DENVER — Most of us believe we can easily tell the difference between a real $20 bill and a fake. The U.S. Secret Service here in Denver will tell you that confidence is based on the fact that you’ve never been faced with a really good fake.
Here in the Denver area, more than $2 million in fake 10s, 20s and 100s are floating around at any given moment, being passed between customers and businesses and between private sellers and buyers. And many don’t even know it’s happening.
Despite all the security features and anti-counterfeiting technology that has gone into printing U.S. currency, it’s easier to get your hands of fake money now than ever before. Much of it is perfectly legal.
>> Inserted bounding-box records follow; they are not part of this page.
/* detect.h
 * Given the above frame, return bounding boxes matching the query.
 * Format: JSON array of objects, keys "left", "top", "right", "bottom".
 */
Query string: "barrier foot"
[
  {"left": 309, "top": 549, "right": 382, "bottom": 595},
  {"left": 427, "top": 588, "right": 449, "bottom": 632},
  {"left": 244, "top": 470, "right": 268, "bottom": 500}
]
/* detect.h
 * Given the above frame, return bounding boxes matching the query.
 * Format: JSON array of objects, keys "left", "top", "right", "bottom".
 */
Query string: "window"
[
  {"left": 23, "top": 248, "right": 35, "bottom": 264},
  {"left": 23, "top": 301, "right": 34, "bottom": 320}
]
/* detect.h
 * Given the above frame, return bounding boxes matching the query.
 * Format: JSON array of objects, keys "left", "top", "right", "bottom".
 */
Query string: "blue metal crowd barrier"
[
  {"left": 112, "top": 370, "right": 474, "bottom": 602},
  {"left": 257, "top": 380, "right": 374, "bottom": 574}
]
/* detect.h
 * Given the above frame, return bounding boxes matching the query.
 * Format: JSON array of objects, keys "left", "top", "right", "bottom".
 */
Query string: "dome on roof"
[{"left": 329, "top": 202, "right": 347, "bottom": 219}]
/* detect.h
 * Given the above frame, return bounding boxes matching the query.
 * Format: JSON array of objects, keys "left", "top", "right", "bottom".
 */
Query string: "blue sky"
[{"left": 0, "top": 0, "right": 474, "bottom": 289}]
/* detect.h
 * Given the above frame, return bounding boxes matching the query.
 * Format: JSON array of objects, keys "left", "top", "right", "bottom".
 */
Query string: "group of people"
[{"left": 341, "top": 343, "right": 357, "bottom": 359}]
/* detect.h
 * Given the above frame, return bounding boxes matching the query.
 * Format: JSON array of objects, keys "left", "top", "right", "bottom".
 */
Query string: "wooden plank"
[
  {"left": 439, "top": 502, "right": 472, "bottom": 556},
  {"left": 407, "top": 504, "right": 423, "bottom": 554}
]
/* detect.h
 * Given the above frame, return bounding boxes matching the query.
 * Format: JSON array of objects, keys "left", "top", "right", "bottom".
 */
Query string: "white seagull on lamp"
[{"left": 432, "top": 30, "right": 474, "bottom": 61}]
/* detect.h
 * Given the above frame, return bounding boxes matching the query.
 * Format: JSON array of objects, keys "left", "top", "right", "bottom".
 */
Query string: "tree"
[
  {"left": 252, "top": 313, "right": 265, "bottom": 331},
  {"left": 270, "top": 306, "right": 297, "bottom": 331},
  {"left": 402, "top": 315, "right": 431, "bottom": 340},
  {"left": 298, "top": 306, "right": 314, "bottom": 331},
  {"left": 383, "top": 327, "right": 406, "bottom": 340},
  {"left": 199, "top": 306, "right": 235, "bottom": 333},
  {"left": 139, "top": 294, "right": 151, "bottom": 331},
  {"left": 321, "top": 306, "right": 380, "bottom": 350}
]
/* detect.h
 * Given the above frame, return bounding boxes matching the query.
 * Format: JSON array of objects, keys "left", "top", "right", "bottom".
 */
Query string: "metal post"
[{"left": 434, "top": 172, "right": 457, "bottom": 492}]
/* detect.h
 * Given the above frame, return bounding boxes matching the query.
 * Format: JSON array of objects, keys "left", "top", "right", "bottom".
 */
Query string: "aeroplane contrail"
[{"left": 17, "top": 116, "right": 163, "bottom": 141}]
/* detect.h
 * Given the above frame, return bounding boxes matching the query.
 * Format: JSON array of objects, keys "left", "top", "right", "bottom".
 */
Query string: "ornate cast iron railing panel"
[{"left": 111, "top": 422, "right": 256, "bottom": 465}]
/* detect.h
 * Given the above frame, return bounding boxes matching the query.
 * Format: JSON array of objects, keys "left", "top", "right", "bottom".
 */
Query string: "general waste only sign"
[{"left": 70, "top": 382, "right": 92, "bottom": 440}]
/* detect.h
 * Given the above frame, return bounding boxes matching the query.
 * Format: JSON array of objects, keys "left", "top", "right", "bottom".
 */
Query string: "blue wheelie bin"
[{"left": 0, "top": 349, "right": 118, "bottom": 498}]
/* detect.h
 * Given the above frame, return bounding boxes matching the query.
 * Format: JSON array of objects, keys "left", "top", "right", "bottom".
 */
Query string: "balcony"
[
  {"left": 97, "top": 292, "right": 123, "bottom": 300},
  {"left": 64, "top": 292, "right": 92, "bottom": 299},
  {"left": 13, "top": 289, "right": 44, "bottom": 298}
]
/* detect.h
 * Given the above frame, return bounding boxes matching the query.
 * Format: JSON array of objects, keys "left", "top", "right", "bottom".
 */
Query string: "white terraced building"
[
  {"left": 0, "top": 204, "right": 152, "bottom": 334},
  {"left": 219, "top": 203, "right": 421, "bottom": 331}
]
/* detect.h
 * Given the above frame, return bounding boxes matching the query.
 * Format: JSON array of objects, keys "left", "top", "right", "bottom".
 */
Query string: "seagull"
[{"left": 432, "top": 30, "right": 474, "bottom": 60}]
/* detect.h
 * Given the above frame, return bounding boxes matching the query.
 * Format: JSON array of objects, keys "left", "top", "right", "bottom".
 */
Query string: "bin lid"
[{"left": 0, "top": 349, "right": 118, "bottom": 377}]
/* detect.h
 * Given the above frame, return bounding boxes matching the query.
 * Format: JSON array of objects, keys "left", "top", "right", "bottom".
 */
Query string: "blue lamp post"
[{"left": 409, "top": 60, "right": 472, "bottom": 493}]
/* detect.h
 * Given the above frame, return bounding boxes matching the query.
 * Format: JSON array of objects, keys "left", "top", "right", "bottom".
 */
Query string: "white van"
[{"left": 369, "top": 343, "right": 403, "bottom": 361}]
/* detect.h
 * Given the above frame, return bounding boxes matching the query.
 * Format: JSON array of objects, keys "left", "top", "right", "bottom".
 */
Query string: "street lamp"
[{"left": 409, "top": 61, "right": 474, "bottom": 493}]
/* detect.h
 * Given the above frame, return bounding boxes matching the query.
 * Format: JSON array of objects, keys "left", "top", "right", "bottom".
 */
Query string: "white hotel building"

However, even some of that online money does not meet federal guidelines for what is referred to as movie or prop money.
Store clerks and cashiers run into it every day. Tammy Hale, a desk clerk at a Travelodge, nearly missed it.
“It felt like new money stuck together – kind of thick,” she noticed. “When I ran my pen across it, it definitely was not real.”
Tammy admits the fakes can be very good. In her words, they look just like the real thing. And the reason these bills are making it past so many businesses and individuals is simple.
“Most people do not take the time to really look at the money they accept,” says Matt Cybert, the special agent in charge of the U.S. Secret Service field office in Denver.
Cybert says 80% of the counterfeit bills that change hands are terrible fakes. And it would only take a few seconds to figure that out.
Truth is, most of us don’t. And that’s why Denver businesses and individuals are losing that $2 million every year. Remember, the last person to touch it pays the price.
“Businesses aren’t taking the time to train, and they also aren’t taking the time to look at the currency as it comes in,” says Cybert.
In fact, our local Secret Service holds periodic seminars to help store employees better understand how to pick the fakes from the real thing. Yet, when these seminars start, few, if any, ever show up to learn.
That is music to the counterfeiters’ ears. And more and more also have technology to thank for giving them the confidence to succeed.
In the past, it took patience, sophisticated off-set printers, fiber paper and color-matched ink to fake a bill. Today, it takes just a scanner-printer that plugs into the cigarette lighter in your car.
Matt Cybert has seen it over and over again.
“You can just say, all right I only need a twenty right now. Let me print this and go in,” he said.
If that’s too much work, let our overseas friends help. Getting your hands on fake money only requires a couple minutes of online shopping.
We checked sites like Amazon and Wish.com. Sure enough, we had a stack of fake 100’s in a couple days.
So, why do so many businesses fumble on the fakes? According to the Secret Service it’s a fear of inconveniencing or offending the customer. The solution?
“Do it every time,” Cybert says. “If you’re looking at every bill then there is no inconvenience. That’s what the customer will come to expect. If you are the business that is checking the currency, word gets out in the counterfeiting community and they’re going to go to some other place that doesn’t check.”
Checking is just a three-second process that includes looking at the texture and feel of the paper, the raised, imprinted strip and watermarks.
It’s three seconds Tammy Hale and her co-workers will be spending every time a customer pulls a bill out of their wallet.
Here’s another important point. The Federal Reserve has spent millions adding security measures to our currency. But it won’t spend a dime reimbursing you if you accept a counterfeit bill. That’s your loss.
And if you try to pay it forward and push that counterfeit bill off to someone else, or a business, the penalty is costly as well. You could spend up to 20 years in federal prison.
The best education you can get on how to detect counterfeit bills can be found at the website www.uscurrency.gov.